Here's a short description of what is supported in the Linux RAID drivers. RAID is not a guarantee for data integrity, it just allows you to keep your data if a disk dies.

The current RAID drivers in Linux support the following levels:

Linear mode | RAID-0 | RAID-1

RAID-4

  • If one drive fails, the parity information can be used to reconstruct all data. If two drives fail, all data is lost.
  • The reason this level is not more frequently used, is because the parity information is kept on one drive. This information must be updated every time one of the other disks are written to. Thus, the parity disk will become a bottleneck, if it is not a lot faster than the other disks. However, if you just happen to have a lot of slow disks and a very fast one, this RAID level can be very useful.

RAID-5

  • This is perhaps the most useful RAID mode when one wishes to combine a larger number of physical disks, and still maintain some redundancy. RAID-5 can be (usefully) used on three or more disks, with zero or more spare-disks. The resulting RAID-5 device size will be (N-1)*S, just like RAID-4. The big difference between RAID-5 and -4 is, that the parity information is distributed evenly among the participating drives, avoiding the bottleneck problem in RAID-4, and also getting more performance out of the disk when reading, as all drives will then be used.
  • If one of the disks fail, all data are still intact, thanks to the parity information. If spare disks are available, reconstruction will begin immediately after the device failure. If two disks fail simultaneously, or before the raid is reconstructed, all data are lost. RAID-5 can survive one disk failure, but not two or more.
  • Both read and write performance usually increase, but can be hard to predict how much. Reads are almost similar to RAID-0 reads, writes can be either rather expensive (requiring read-in prior to write, in order to be able to calculate the correct parity information, such as in database operations), or similar to RAID-1 writes (when larger sequential writes are performed, and parity can be calculated directly from the other blocks to be written). The write efficiency depends heavily on the amount of memory in the machine, and the usage pattern of the array. Heavily scattered writes are bound to be more expensive.

RAID-6

  • This is an extension of RAID-5 to provide more resilience. RAID-6 can be (usefully) used on four or more disks, with zero or more spare-disks. The resulting RAID-6 device size will be (N-2)*S. The big difference between RAID-5 and -6 is that there are two different parity information blocks, and these are distributed evenly among the participating drives.
  • Since there are two parity blocks; if one or two of the disks fail, all data is still intact. If spare disks are available, reconstruction will begin immediately after the device failure(s).
  • Read performance is almost similar to RAID-5 but write performance is worse.

RAID-10

  • RAID-10 is an "in-kernel" combination of RAID-1 and RAID-0 that is more efficient than simply layering RAID levels.
  • RAID-10 has a layout ("far") which can provide sequential read throughput that scales by number of drives, rather than number of RAID-1 pairs. You can get about 95 % of the performance of the RAID-0 with same amount of drives.
  • RAID-10 allows spare disk(s) to be shared amongst all the raid1 pairs.

FAULTY

  • This is a special debugging RAID level.

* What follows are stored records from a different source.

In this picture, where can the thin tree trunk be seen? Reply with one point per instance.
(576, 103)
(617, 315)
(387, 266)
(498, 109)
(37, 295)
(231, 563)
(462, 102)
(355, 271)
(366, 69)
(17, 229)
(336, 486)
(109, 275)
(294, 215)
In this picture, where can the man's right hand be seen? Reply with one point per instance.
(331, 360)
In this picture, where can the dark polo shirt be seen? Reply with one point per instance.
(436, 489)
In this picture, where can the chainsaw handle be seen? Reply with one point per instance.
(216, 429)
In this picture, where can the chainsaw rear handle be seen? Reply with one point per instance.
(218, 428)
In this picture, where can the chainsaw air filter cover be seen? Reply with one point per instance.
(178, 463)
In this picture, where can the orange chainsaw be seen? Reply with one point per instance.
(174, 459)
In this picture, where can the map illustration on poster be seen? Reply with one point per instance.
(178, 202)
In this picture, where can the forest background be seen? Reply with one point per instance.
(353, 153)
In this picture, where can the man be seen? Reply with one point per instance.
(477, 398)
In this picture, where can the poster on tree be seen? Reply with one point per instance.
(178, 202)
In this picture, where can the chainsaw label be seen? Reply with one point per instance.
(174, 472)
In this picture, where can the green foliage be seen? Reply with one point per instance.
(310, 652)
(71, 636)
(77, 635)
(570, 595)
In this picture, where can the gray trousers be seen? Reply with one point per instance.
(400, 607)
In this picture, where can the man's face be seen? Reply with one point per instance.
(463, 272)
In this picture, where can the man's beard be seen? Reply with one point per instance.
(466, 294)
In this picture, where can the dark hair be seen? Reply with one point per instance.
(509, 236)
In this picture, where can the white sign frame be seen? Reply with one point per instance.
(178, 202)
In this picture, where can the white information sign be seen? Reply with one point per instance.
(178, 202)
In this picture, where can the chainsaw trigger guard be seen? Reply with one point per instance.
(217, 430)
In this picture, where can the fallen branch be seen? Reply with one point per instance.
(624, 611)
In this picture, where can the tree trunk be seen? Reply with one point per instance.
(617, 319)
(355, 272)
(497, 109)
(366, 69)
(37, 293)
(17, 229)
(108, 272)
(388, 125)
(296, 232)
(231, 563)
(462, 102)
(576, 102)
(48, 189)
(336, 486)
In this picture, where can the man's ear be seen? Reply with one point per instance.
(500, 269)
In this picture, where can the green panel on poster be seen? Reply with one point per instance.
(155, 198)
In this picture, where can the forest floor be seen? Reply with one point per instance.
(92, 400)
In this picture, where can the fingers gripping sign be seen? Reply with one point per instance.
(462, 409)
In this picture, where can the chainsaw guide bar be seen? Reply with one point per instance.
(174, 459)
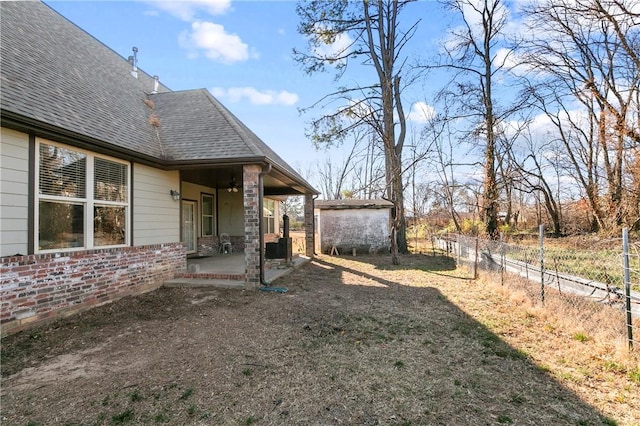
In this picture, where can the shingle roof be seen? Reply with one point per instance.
(56, 74)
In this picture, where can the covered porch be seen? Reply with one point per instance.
(238, 203)
(228, 271)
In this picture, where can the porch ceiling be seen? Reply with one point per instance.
(275, 183)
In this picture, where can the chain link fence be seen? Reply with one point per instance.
(598, 285)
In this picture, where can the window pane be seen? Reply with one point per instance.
(62, 172)
(61, 225)
(109, 225)
(110, 183)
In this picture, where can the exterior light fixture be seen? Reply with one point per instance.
(233, 185)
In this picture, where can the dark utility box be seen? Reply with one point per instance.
(279, 250)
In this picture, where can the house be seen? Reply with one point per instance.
(353, 226)
(109, 179)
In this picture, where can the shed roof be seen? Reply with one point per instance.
(55, 77)
(348, 204)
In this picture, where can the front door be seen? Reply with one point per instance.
(189, 209)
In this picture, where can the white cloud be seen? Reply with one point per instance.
(214, 43)
(339, 48)
(255, 96)
(421, 112)
(187, 9)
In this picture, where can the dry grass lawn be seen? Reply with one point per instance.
(354, 341)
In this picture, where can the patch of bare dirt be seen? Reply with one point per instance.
(354, 341)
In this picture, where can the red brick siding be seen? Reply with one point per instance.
(37, 288)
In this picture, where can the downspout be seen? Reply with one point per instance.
(313, 211)
(261, 220)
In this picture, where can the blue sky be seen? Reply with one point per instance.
(239, 50)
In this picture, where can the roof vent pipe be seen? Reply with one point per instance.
(134, 63)
(155, 84)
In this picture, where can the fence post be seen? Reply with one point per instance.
(541, 230)
(475, 262)
(627, 284)
(502, 262)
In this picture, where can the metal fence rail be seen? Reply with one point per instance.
(589, 279)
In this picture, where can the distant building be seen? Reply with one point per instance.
(363, 225)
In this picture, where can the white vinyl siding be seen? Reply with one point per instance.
(14, 190)
(156, 216)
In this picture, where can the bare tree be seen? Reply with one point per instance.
(536, 166)
(471, 52)
(588, 51)
(372, 34)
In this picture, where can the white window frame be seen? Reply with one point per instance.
(88, 202)
(270, 220)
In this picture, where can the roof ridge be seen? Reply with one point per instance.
(245, 133)
(105, 45)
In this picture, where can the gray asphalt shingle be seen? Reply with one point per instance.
(55, 73)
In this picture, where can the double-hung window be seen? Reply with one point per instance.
(82, 199)
(269, 216)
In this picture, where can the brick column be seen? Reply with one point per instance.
(251, 174)
(309, 228)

It only allows one device and simulates low level read/write failures.
  • Using a FAULTY device in another RAID level allows administrators to practice dealing with things like sector-failures as opposed to whole drive failures

{B} Swapping on RAID


Swapping on a mirrored RAID can help you survive a failing disk. If a disk fails, then data for swapped processes would be inaccessable in a non-mirrored environment. If you run in a mirrored environment, then the system can go on running even if a disk fails in service.

There's not much reason to use RAID0 for swap performance reasons. The kernel itself can stripe swapping on several devices, if you just give them the same priority in the /etc/fstab file.

A nice /etc/fstab could look like:

 /dev/sda2       none           swap    defaults,pri=4   0 0
/dev/sdb2 none swap defaults,pri=4 0 0
/dev/sdc2 none swap defaults,pri=4 0 0
/dev/sdd2 none swap defaults,pri=4 0 0
/dev/sde2 none swap defaults,pri=4 0 0
/dev/sdf2 none swap defaults,pri=4 0 0
/dev/sdg2 none swap defaults,pri=4 0 0

This setup lets the machine swap in parallel on seven SAS devices. No need for RAID0, since this has been a kernel feature for a long time.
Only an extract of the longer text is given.